While he’s flirted with the idea of getting a warehouse for his craft, he can’t go past the creative possibilities of his own home. He really thrives outdoors – it’s where he does his best creative thinking. What appealed to him about Tasmania in the first place was the access to nature – “The ability to drive 20 minutes in any given direction from Hobart and find yourself somewhere quite beautiful.”
He’s also a true believer in Tasmania’s produce. “The quality of the fruit and veg is really exceptional,” he says. “When working interstate, I can get what I need but I can’t really compare it with what’s available here.”
Rough Rice appears every two to four weeks at Farm Gate Market in Hobart.
Farm Gate Market
Bathurst Street, between Elizabeth and Murray streets, Hobart
Every Sunday, 8.30am–1pm
Lacto-fermented blueberries, by Adam James
This is one of the easiest ferments out there, achieved with the help of lactobacillus bacteria – the same microbe that gives sourdough and yoghurt their appealing tang. The resulting berries are zingy, slightly salty and incredibly moreish. I snack on them like peanuts.

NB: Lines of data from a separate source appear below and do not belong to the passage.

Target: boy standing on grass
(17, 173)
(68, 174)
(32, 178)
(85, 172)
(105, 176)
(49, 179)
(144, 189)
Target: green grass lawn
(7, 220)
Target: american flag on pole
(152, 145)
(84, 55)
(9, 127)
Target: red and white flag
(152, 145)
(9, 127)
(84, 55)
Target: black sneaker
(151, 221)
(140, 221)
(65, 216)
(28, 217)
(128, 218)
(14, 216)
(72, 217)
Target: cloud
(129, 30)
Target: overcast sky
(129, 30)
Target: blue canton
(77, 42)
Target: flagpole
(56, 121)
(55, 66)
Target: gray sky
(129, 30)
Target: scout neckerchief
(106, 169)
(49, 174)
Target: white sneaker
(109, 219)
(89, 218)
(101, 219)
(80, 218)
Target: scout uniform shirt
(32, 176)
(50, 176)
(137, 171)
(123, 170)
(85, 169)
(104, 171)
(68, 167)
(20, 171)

Other recipes ferment the blueberries in plain salt. I prefer a brine, which keeps the blueberries nice and juicy and retains their structure. The tarragon adds a subtle aniseed-y quality. When you’ve finished eating the berries, don’t pour away the brine. It can be mixed through yoghurt to create a lovely luminous pink dressing that’s good on potato salad.
100mL water, boiled
400mL water, cold
1 sprig tarragon
Mix the salt with the boiling water and stir until fully dissolved. Add the cold water and top up to a total of 500mL. Leave to cool to room temperature.

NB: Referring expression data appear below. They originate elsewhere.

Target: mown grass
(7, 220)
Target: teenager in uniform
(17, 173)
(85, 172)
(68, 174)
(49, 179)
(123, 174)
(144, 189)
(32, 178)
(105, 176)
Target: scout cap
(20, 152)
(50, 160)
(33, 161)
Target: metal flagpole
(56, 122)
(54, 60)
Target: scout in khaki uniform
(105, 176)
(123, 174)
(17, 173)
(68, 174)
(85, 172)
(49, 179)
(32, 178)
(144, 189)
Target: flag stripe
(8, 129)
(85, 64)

Put the blueberries and tarragon into a glass jar or other fermentation vessel and pour the brine over, until the blueberries are completely submerged. Place a ramekin, mug or other weight on top to keep them below the surface of the water, without squashing the fruit. It’s important that they ferment anaerobically, without any exposure to oxygen.
Leave to ferment for five to seven days in a dark place, then transfer to the fridge for immediate use.